Jakarta – Bank Indonesia (BI) menyebut penurunan suku bunga acuan atau BI 7-Day Reverse Repo Rate (BI7DRR) belum bisa diikuti oleh perbankan lewat pemangkasan bunga kredit, lantaran membutuhkan waktu lebih panjang.
Deputi Gubernur Bank Indonesia Juda Agung menyampaikan, penurunan BI-Rate pada Januari 2025 memang sudah diikuti oleh suku bunga pasar uang (IndONIA).
Namun, ia menambahkan, transmisi penurunan BI-Rate dana pihak ketiga (DPK) semisal suku bunga dana dan suku bunga kredit memang perlu waktu antara satu sampai dua triwulan.
Jadi memang belum kelihatan, karena penurunannya baru bulan lalu. Jadi belum kelihatan di suku bunga dana dan suku bunga kredit, ujar Juda dalam sesi konferensi pers hasil Rapat Dewan Gubernur (RDG) BI Februari 2025, Rabu (19/2/2025).

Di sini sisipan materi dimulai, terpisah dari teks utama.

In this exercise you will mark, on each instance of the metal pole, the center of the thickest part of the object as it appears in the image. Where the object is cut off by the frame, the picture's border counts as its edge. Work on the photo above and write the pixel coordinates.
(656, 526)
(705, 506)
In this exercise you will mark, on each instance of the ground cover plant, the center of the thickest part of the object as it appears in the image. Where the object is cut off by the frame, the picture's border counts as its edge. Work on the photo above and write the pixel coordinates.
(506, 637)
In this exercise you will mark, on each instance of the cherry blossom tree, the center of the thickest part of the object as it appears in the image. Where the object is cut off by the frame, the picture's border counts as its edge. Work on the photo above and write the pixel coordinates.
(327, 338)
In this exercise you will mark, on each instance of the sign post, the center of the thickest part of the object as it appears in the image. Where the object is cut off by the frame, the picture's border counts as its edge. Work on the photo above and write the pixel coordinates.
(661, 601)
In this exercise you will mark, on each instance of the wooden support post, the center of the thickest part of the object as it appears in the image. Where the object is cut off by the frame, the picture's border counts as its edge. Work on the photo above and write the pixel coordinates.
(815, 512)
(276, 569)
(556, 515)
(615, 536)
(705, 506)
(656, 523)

Nanti kita tunggu, mudah-mudahan segera menyusul, dia menambahkan.Â
Adapun secara data, BI mencatat berdasarkan hasil survei Perbankan mengindikasikan penyaluran kredit baru pada triwulan atau kuartal IV 2024 meningkat dibandingkan triwulan sebelumnya.

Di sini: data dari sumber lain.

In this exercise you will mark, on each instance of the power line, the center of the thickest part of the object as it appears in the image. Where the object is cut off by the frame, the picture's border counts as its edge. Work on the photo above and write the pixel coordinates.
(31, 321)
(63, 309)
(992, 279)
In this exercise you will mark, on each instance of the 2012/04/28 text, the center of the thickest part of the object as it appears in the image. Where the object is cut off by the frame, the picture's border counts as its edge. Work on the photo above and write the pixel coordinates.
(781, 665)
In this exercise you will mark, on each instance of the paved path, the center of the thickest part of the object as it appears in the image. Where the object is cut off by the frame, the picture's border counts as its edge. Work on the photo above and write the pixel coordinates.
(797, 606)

Hal ini tercermin dari nilai Saldo Bersih Tertimbang (SBT) penyaluran kredit baru pada triwulan IV 2024 sebesar 97,9 persen, lebih tinggi dibandingkan SBT 80,6%, pada triwulan sebelumnya.
Berdasarkan jenis penggunaan, peningkatan pertumbuhan kredit baru terindikasi bersumber dari kredit modal kerja (SBT 91,7 persen) dan kredit investasi (SBT 88,5 persen), kata Direktur Eksekutif Departemen Komunikasi Bank Indonesia Ramdan Denny Prakoso, dalam hasil survei Perbankan Triwulan IV 2024 pada Januari 2025.Â
Sementara itu, kredit konsumsi (SBT 62,9 persen) terindikasi lebih rendah dibandingkan triwulan sebelumnya. Perlambatan kredit konsumsi disebabkan oleh penyaluran kredit KPR (SBT 53,9 persen) dan kredit kendaraan bermotor (SBT 24,2 persen) yang lebih rendah dibandingkan triwulan sebelumnya masing-masing sebesar SBT 75,9 persen dan SBT 25,9 persen.
Secara sektoral, pertumbuhan kredit baru tertinggi terjadi pada sektor Listrik, Gas dan Air (SBT 80,6 persen), diikuti sektor Jasa Kesehatan dan Kegiatan Sosial (SBT 80,2 persen), serta sektor Industri Pengolahan (SBT 79,3 persen).